Der Miteigentümer des Unternehmens mit Sitz im baskischen Notre-Dame-des-Neiges zählt die Arbeitsstunden nicht mehr. Wenn das Nokomis-Lager bis zur Decke gefüllt ist, sind die Tage lang, anstrengend und die Nächte kurz. Was ihm gefällt.

„Es ist viel Arbeit, es ist wenig Schlaf, aber es ist verrückt, weil wir Fülle und Qualität haben. Es gibt praktisch keine Geschmacksmängel. Das ist der Traum! Es herrschte Euphorie!“, sagt der Unternehmer, der in mehr als zwanzig Ländern im Vertrieb von Ahornprodukten tätig ist.

Mit einem solchen Bestand kann das Unternehmen auch dann reagieren, wenn die Kundennachfrage steigt, da seine Verkäufe von seinen Kunden und nicht von seinen Lieferanten bestimmt werden. „Aber wir haben so viele [du sirop d’érable] dass es nicht unmöglich ist, dass wir zur Federation of Quebec Maple Syrup Producers zurückkehren.“

Mit einem solchen Inventar besteht laut Herrn More auch die Möglichkeit, neue Verbraucher zu erreichen. Für diejenigen, die aufgrund der Menge auf einen Preisverfall hoffen oder aufgrund der Qualität einen Anstieg befürchten, ist Vincent More beruhigend. Er weist darauf hin, dass der Preis von der Föderation und vom Maple Industry Council festgelegt wird, der Käufer zusammenbringt.

„Der Preis ist für zwei Jahre festgelegt und wir befinden uns im zweiten Jahr, sodass der Preis nicht von den diesjährigen Ergebnissen beeinflusst wurde.

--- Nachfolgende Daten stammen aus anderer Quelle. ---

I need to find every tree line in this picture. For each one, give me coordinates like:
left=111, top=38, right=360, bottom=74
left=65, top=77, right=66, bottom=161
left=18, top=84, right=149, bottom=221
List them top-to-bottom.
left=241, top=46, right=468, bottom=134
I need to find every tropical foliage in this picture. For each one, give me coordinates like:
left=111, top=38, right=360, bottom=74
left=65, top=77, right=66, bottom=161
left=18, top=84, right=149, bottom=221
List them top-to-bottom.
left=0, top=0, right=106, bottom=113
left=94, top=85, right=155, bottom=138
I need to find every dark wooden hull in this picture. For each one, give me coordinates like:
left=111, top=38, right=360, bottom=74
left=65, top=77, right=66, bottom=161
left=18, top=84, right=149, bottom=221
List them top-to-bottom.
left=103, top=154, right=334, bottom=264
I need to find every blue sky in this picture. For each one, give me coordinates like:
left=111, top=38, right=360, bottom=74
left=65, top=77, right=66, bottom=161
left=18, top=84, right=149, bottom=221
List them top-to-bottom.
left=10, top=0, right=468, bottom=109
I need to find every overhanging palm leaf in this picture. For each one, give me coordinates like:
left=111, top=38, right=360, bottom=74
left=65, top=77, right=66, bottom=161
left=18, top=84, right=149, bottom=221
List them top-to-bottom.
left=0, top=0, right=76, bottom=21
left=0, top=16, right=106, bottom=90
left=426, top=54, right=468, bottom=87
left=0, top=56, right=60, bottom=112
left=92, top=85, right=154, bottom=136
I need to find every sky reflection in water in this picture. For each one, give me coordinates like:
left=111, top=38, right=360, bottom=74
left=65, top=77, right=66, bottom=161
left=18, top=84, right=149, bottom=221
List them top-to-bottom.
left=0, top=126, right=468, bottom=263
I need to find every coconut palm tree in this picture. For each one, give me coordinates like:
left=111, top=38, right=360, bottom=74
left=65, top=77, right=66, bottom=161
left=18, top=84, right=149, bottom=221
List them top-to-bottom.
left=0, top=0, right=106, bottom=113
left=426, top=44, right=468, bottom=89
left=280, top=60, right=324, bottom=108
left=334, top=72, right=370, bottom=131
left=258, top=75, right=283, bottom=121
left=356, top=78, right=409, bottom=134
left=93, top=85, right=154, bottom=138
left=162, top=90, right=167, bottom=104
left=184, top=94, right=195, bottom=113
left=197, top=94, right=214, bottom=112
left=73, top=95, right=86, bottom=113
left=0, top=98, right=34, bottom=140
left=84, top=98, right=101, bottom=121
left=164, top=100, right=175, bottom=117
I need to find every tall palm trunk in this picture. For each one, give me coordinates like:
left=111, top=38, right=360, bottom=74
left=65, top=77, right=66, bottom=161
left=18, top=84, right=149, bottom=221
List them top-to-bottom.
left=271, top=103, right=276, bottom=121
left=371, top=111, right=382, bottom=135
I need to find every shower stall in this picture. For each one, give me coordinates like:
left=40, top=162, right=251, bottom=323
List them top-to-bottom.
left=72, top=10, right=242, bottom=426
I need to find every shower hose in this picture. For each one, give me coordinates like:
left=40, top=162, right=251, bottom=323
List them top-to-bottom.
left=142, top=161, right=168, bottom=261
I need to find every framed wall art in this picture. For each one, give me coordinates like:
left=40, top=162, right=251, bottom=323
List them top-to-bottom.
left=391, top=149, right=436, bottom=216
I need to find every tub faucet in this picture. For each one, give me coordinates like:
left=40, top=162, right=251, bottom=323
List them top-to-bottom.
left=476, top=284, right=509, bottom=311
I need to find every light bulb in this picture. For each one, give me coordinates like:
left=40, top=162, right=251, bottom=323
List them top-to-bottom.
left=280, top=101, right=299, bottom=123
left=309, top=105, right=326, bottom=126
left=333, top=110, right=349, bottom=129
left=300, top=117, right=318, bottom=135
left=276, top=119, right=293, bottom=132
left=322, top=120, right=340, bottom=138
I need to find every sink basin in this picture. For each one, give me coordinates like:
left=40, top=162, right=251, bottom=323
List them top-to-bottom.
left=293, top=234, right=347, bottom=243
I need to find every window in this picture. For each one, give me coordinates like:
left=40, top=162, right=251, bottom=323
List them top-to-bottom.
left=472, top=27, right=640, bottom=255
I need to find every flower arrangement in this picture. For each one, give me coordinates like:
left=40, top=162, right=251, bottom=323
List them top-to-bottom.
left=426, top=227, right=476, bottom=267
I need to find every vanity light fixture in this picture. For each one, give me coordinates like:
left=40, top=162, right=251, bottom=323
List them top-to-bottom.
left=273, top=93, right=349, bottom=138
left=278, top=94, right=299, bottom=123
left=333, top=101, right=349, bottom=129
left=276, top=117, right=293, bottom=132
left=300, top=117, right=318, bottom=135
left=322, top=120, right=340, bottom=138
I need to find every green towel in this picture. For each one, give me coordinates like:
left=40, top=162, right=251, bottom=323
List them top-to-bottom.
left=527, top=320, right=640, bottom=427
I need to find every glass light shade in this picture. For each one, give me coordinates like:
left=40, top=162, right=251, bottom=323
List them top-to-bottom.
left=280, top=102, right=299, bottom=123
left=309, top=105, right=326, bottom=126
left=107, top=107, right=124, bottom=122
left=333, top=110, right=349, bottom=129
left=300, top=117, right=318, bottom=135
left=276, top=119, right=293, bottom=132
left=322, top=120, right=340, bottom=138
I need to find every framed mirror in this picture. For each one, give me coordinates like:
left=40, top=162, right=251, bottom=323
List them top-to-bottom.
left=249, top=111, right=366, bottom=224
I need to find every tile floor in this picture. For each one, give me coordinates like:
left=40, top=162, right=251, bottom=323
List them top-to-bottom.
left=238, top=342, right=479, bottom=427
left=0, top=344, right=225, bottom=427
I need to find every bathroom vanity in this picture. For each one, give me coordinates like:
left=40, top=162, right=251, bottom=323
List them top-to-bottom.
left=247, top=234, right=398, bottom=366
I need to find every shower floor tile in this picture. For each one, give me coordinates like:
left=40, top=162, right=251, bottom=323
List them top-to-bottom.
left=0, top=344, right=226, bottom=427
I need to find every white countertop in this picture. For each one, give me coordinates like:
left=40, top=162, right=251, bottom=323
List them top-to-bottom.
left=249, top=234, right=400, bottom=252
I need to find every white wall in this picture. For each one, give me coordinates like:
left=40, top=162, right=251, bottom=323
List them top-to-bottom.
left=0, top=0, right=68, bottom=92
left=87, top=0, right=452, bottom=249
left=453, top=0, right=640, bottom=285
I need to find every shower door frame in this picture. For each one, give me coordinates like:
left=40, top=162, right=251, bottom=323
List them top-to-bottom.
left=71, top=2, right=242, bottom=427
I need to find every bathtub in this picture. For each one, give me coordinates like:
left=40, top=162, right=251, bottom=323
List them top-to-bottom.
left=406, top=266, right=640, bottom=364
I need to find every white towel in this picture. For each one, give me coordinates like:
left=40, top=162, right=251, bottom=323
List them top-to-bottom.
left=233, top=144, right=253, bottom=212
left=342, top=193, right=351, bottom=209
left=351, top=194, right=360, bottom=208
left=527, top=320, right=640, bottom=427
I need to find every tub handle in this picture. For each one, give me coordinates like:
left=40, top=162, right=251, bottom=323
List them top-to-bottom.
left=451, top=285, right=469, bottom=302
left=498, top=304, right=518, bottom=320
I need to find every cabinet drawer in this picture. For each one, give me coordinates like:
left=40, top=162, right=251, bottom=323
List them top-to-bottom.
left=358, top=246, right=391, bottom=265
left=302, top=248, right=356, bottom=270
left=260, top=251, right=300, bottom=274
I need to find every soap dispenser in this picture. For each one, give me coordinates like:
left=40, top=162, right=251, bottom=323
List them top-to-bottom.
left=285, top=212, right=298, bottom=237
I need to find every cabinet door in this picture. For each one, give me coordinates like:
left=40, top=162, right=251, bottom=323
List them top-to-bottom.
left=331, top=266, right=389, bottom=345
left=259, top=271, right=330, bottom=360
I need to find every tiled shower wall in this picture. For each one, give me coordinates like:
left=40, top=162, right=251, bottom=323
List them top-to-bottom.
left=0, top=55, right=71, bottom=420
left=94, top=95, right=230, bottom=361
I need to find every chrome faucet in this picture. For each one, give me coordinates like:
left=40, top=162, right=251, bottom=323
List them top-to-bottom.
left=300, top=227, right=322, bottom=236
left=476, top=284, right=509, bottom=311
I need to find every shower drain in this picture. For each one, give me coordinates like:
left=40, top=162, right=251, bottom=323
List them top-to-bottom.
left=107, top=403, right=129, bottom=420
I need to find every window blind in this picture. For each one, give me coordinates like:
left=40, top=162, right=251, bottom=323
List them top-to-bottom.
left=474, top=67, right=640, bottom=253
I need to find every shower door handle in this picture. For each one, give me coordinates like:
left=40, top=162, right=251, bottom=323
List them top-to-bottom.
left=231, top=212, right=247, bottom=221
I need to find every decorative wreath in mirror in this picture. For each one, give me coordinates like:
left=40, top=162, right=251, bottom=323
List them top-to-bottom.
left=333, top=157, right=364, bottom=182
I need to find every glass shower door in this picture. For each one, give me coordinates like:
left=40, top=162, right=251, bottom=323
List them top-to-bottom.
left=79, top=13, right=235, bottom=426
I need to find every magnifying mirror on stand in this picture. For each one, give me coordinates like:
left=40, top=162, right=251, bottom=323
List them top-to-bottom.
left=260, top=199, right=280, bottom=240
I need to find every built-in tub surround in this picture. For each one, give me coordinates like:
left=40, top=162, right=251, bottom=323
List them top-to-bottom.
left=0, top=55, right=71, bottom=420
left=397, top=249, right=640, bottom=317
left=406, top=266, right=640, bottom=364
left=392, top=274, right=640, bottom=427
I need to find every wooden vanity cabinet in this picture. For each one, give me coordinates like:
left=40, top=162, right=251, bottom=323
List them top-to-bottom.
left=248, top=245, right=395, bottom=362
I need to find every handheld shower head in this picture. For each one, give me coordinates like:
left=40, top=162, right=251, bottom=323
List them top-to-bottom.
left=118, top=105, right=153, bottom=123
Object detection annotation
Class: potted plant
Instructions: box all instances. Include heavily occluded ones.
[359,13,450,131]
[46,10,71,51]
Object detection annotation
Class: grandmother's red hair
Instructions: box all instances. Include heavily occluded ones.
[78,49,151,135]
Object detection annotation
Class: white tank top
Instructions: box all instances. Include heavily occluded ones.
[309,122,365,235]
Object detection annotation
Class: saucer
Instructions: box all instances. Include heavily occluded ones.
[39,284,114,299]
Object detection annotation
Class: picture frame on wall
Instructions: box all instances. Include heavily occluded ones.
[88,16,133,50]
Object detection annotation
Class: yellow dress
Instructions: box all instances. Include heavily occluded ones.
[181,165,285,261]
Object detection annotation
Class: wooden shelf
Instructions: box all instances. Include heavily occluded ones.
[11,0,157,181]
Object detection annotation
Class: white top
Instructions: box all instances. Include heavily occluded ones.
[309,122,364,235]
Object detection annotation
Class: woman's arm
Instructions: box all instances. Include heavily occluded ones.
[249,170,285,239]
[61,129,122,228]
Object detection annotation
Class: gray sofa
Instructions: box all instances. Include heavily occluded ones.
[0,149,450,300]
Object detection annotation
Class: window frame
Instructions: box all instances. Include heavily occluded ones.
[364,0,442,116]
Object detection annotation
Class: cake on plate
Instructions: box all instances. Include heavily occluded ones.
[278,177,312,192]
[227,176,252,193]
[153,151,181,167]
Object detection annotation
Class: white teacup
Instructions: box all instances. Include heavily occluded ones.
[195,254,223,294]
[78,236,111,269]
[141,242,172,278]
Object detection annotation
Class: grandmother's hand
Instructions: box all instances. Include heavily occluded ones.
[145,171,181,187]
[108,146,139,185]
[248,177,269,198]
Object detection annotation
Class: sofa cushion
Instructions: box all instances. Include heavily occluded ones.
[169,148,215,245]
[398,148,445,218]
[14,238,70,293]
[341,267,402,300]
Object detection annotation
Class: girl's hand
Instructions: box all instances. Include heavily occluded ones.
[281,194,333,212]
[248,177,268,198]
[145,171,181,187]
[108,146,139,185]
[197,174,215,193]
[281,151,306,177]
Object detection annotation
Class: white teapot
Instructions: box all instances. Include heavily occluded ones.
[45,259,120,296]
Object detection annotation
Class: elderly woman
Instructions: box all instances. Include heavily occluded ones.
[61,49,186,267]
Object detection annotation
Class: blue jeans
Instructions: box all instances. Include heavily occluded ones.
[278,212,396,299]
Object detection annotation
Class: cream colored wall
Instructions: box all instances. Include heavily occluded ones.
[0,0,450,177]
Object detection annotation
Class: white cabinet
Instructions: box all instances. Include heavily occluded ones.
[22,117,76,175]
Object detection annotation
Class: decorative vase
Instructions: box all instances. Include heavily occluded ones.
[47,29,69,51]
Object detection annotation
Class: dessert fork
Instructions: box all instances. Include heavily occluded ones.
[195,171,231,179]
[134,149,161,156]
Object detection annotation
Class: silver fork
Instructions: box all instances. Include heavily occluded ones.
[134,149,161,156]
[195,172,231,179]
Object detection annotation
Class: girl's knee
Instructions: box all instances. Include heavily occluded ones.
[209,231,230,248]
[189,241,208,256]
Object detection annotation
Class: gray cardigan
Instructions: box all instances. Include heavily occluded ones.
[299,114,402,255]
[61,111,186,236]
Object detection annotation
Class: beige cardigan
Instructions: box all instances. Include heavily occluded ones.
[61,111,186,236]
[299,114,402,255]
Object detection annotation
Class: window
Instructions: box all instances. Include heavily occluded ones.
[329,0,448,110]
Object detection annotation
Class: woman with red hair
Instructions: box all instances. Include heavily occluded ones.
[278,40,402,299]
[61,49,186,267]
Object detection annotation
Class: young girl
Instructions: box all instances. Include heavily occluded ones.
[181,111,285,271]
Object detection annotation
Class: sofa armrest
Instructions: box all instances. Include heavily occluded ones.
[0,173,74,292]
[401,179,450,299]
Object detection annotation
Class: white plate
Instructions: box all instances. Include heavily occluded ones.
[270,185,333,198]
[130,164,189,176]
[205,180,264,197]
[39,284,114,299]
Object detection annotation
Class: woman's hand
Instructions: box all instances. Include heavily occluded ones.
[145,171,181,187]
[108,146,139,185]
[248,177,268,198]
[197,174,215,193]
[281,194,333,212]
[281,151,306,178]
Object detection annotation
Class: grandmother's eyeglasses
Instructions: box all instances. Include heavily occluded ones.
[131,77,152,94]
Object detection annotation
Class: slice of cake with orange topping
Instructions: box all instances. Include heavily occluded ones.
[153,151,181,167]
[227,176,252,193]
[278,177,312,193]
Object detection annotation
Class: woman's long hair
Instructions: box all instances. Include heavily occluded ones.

Da andererseits der Preis im nächsten Jahr, also im Jahr 2025, angepasst wird, handelt es sich bei den Bestandsdaten um Daten, die für den Abschluss der neuen Marketingvereinbarung berücksichtigt werden, die den Preis für Ahornsirup festlegt“, fügt der Geschäftsmann hinzu.

EIN AUSSERGEWÖHNLICHER FRÜHLING

Der frühe Frühling mit Temperaturen, die man für Ahornproduzenten als königlich bezeichnen könnte, also weder zu heiß noch zu kalt, und vor allem ein milder Winter mit wenig Schneeansammlung sind für diese als außergewöhnlich beschriebene Jahreszeit verantwortlich.

„Zu viel Schnee ist nicht gut. Es wirkt als Isolator. Wenn es viele gibt, dauert es fast einen Monat, bis die Basis der Bäume aufgetaut ist, was zu geringen Erträgen führt. Dies erklärt, warum wir in weiter südlich gelegenen Regionen Erträge von 7, 8 oder sogar 10 Pfund pro Zapfhahn erzielen, wir hier aber froh sind, wenn wir 3 erreichen. In dieser Saison der Ertrag [au Bas-Saint-Laurent] liegt eher bei 5 Pfund“, erklärt Vincent More.

Denken Sie daran, dass Bas-Saint-Laurent Jahr für Jahr einer der größten Ahornsirupproduzenten in Quebec ist, während die Region etwas mehr als 20 % der Ernte von Quebec produziert.